Google CS First is a computer science coding club that is run through you and your students’ SD61Learn Google account. Google has created a portal that you and your students will log into that keeps everything organized and holds all the content. There are 9 different themes like storytelling, animation, fashion and sports. Each club takes about 10 hours. Students will code using Scratch and can access everything on district Chromebooks.

How to get started?

Go to Google CS First and sign in or click on “Start a Club Now.”  Click on the “Start a New Club” button and follow the prompts. It takes 5 minutes and you will:

  • Pick a theme
  • Create a schedule
  • Print materials
  • Bonus: Find a Guru which is someone who will help you during the sessions. Consider another teacher, a parent, older student volunteers.

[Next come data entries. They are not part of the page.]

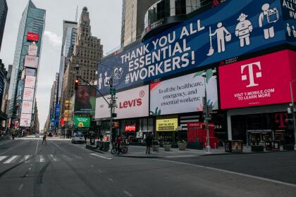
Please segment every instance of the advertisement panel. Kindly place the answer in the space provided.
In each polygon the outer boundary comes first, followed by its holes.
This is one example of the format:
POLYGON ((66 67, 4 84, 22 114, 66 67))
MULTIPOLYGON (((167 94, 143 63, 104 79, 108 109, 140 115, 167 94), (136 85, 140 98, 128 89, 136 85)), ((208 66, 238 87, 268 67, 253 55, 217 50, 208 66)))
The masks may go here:
POLYGON ((35 70, 26 68, 25 73, 26 76, 35 76, 35 70))
MULTIPOLYGON (((110 96, 106 96, 109 98, 110 96)), ((117 119, 148 116, 149 86, 140 87, 116 94, 118 108, 115 109, 117 119)), ((110 117, 110 108, 103 97, 97 98, 95 118, 110 117)))
POLYGON ((75 91, 74 112, 94 114, 96 108, 96 89, 91 86, 78 86, 75 91))
POLYGON ((27 41, 35 41, 36 42, 39 40, 39 34, 33 32, 27 33, 27 41))
POLYGON ((25 80, 25 87, 35 88, 36 77, 26 76, 25 80))
POLYGON ((77 127, 90 127, 90 117, 74 115, 74 124, 77 127))
POLYGON ((38 46, 36 44, 31 44, 29 45, 29 49, 27 49, 27 54, 29 56, 36 56, 38 46))
POLYGON ((23 94, 23 100, 32 101, 34 100, 34 91, 35 91, 35 89, 27 88, 27 87, 24 88, 24 94, 23 94))
POLYGON ((220 67, 221 108, 291 102, 292 64, 285 50, 220 67))
POLYGON ((217 80, 214 72, 209 69, 151 84, 150 115, 202 111, 206 87, 209 105, 218 109, 217 80))
POLYGON ((23 101, 22 104, 22 113, 32 113, 32 108, 33 102, 29 101, 23 101))
POLYGON ((36 56, 25 56, 24 66, 36 68, 38 67, 38 59, 36 56))
POLYGON ((31 117, 32 115, 21 113, 20 120, 20 127, 27 127, 31 126, 31 117))
POLYGON ((156 118, 156 132, 173 132, 178 127, 178 118, 156 118))
POLYGON ((280 1, 227 1, 103 59, 114 69, 98 64, 98 89, 108 94, 111 75, 121 89, 285 42, 280 1))

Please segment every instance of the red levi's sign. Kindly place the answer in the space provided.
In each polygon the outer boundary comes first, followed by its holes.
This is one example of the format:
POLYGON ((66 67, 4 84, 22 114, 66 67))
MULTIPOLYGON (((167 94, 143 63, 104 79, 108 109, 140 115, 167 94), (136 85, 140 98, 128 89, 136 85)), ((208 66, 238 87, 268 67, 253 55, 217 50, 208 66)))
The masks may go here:
POLYGON ((128 124, 125 125, 125 132, 135 132, 136 125, 135 124, 128 124))
POLYGON ((35 41, 35 42, 37 42, 39 40, 39 34, 33 33, 33 32, 27 32, 27 41, 35 41))
POLYGON ((219 67, 221 108, 291 102, 295 59, 296 52, 284 50, 219 67))

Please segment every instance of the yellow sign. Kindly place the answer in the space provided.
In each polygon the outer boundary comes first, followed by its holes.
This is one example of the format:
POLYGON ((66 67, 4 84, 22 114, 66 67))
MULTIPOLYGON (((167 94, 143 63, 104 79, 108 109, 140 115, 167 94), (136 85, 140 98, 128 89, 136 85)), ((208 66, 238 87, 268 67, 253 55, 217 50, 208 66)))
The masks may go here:
POLYGON ((175 132, 178 118, 156 119, 156 132, 175 132))

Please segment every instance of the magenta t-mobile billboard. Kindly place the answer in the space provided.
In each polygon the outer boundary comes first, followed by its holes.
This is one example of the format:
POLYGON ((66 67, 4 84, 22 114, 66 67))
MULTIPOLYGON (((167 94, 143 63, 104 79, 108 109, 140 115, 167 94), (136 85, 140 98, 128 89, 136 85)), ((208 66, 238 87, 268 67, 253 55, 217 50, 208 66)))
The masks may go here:
POLYGON ((296 52, 285 50, 220 67, 221 108, 291 102, 290 83, 296 78, 291 72, 295 57, 296 52))

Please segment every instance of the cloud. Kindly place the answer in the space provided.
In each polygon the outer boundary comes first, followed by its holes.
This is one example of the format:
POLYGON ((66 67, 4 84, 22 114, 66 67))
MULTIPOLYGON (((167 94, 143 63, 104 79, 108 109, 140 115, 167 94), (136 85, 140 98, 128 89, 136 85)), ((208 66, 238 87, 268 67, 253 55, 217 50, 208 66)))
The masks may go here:
POLYGON ((53 46, 61 46, 62 37, 49 31, 44 31, 44 36, 49 40, 49 43, 53 46))

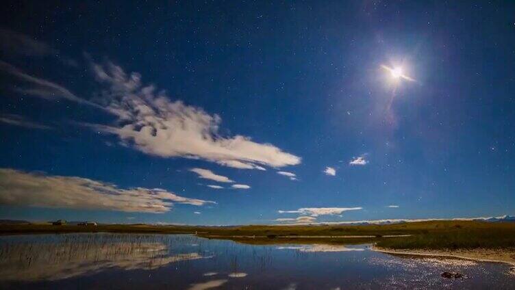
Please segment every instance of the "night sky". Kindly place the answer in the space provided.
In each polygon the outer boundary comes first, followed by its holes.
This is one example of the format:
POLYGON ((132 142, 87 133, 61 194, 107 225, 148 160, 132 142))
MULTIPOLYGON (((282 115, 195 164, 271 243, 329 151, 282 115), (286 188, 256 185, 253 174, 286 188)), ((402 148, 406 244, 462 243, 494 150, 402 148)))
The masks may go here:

Promote your club by putting up posters that are provided once you have picked your theme. Consider having an information meeting where you can show the slides below. Be sure to personalize and edit the slides before the meeting. Click on the image to see the Google Slides:

screen-shot-2016-12-03-at-4-18-49-pm

Tip: Be sure to think carefully about the schedule. Do not just put in random dates.  This is because the activities are linked to the dates. When students login, they will get the activity assigned for that date. So if your first club meets on Monday, December 12th and if you correctly entered December 12th in the schedule then students will login and get the Day 1 activities. If you get these wrong, kids will be looking at the wrong activities.

What does a typical club meeting look like?

Clubs could ideally run once or twice a week, either after school or at lunch. In one club example, 20 students came to the library twice per week from 2:45-3:45pm  and logged into a Chromebook with their Google CS First username and password provided by the club (these are generated automatically and can be reused if kids join another club).  Once all the coders had arrived, here is what the day looked like:

  1. Showcase Selector: Two activities get randomly selected at the end of the last club meeting. Start each time with looking at two students’ Scratch projects.
  2. Self-Paced Learning: Students then work at their own pace watching videos and working in Scratch.  The leader and guru (the adults running the club) circulate to help students.
  3. Wrap Up Video: End the club by collectively watching the Wrap Up video. Every day has a video that recaps the key computer science concepts and relates those concepts to the real world and real people’s jobs.  Watch these as a group, though you could have kids watch on their own too.
  4. Showcase Selector: The last task is to do the Showcase Selector to pick two projects to kick off the next club meeting.

Tip for Success: Emphasize Collaboration

It’s easy for students to plug in and engage with the club activities in isolation. This in fact may even be their preference as many students who would be interested in this may not have well-developed collaboration skills. It’s key to emphasize more collaboration and team work. Not only does it ease the burden on the group leader to have all the answers, it’s also much more representative of real-life situations within the tech-industry. Collaboration and communication skills can be equally as important as technical skills. It’s worth stopping every 10 minutes to have students talk to the person next to them. More time to share more projects and get students to give each other feedback will benefit everyone.